Study Design. This study is an observational, cross-sectional analysis using previously collected data.
Engagement. Dr. Denburg’s work in mineral metabolism in glomerular disease has been supported by the NephCure Foundation. In 2014, NephCure established a Patient Powered Research Network (PPRN), the NephCure Kidney Network (NKN) Patient Registry, to include the patient perspective in driving new research. Drs. Denburg, Furth and Forrest hope to partner with NephCure on this project. Drs. Denburg and Furth are already seeking engagement with industry for this work.
Data Elements. We will examine two approaches for defining primary glomerular disease, one with an emphasis on specific diagnostic entities and one with an emphasis on inclusivity. The definition of glomerular disease for the latter will be intentionally comprehensive and broad, so as not to exclude data on patients with rare or poorly characterized clinical entities.
1) The first approach uses diagnosis codes for primary nephrotic syndrome, with the intention of capturing nephrotic syndrome due to biopsy-based diagnoses of minimal change disease (MCD), focal segmental glomerulosclerosis (FSGS), membranous nephropathy (MN), membranoproliferative glomerulonephritis/C3 glomerulopathy (MPGN), and IgA nephropathy (IgAN), as well as for the condition of nephrotic syndrome without biopsy since the majority of children with steroid-sensitive nephrotic syndrome will not undergo kidney biopsy.

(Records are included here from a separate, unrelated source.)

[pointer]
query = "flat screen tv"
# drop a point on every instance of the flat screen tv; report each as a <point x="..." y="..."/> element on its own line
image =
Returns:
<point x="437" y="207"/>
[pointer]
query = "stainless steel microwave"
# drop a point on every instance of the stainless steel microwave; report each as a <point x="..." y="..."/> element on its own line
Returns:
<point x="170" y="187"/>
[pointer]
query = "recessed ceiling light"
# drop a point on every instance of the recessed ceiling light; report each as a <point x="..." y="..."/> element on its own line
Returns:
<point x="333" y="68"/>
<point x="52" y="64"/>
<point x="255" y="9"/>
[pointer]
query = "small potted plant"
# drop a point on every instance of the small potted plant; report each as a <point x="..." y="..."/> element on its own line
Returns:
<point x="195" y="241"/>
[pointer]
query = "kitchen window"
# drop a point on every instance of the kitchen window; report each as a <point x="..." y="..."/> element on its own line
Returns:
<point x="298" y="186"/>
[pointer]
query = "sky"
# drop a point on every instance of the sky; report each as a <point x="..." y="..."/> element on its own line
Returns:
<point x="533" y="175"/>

2) The second approach uses a broader list of diagnosis codes to identify any glomerular diagnosis:
• based on kidney biopsy or nephrectomy including, but not limited to, the conditions above (e.g. Henoch-Schonlein (HSP) nephritis, pauci-immune glomerulonephritis, crescentic glomerulonephritis, post-infectious glomerulonephritis, anti-glomerular basement membrane disease, Alport/hereditary nephritis, diffuse mesangial sclerosis, C1q nephropathy, fibrillary nephropathy).
• based on a clinical diagnosis of glomerulonephritis (e.g. post-infectious, hereditary, presumed IgAN/HSP nephritis).

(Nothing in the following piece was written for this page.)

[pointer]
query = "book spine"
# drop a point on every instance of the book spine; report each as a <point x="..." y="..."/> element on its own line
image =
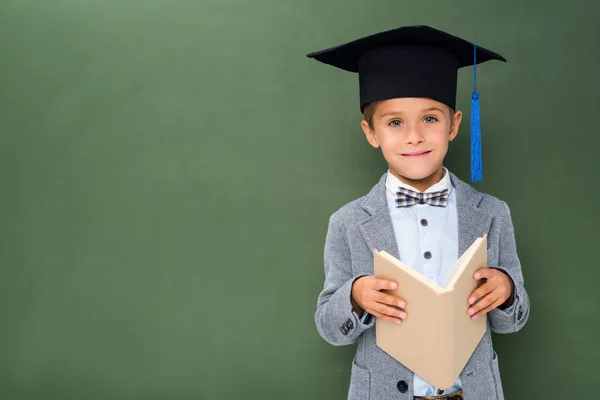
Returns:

Computable Phenotype for Cases
EHR queries: We will query EHRs to identify all PEDSnet patients (at least one in-person clinical encounter since January 2009) who meet case definitions.
Case definition 1: Primary nephrotic syndrome
• ≥2 entries of any ICD-9-CM/ICD-10 diagnosis included in List A
• ≥1 CPT/ICD code for kidney biopsy AND ≥1 subsequent entry of any ICD-9-CM/ICD-10 diagnosis included in List A
Case definition 2: Broad definition of glomerular disease
• ≥2 entries of any ICD-9-CM/ICD-10 diagnosis included in List B
• ≥1 CPT/ICD code for kidney biopsy AND ≥1 subsequent entry of any ICD-9-CM/ICD-10 diagnosis included in List B
• For both case definitions, we will exclude those with diagnosis codes for systemic lupus erythematosus
Computable Phenotype for Non-Cases
Non-cases will be any PEDSnet patient with at least 3 outpatient visits to a Nephrologist, excluding the inclusion diagnoses.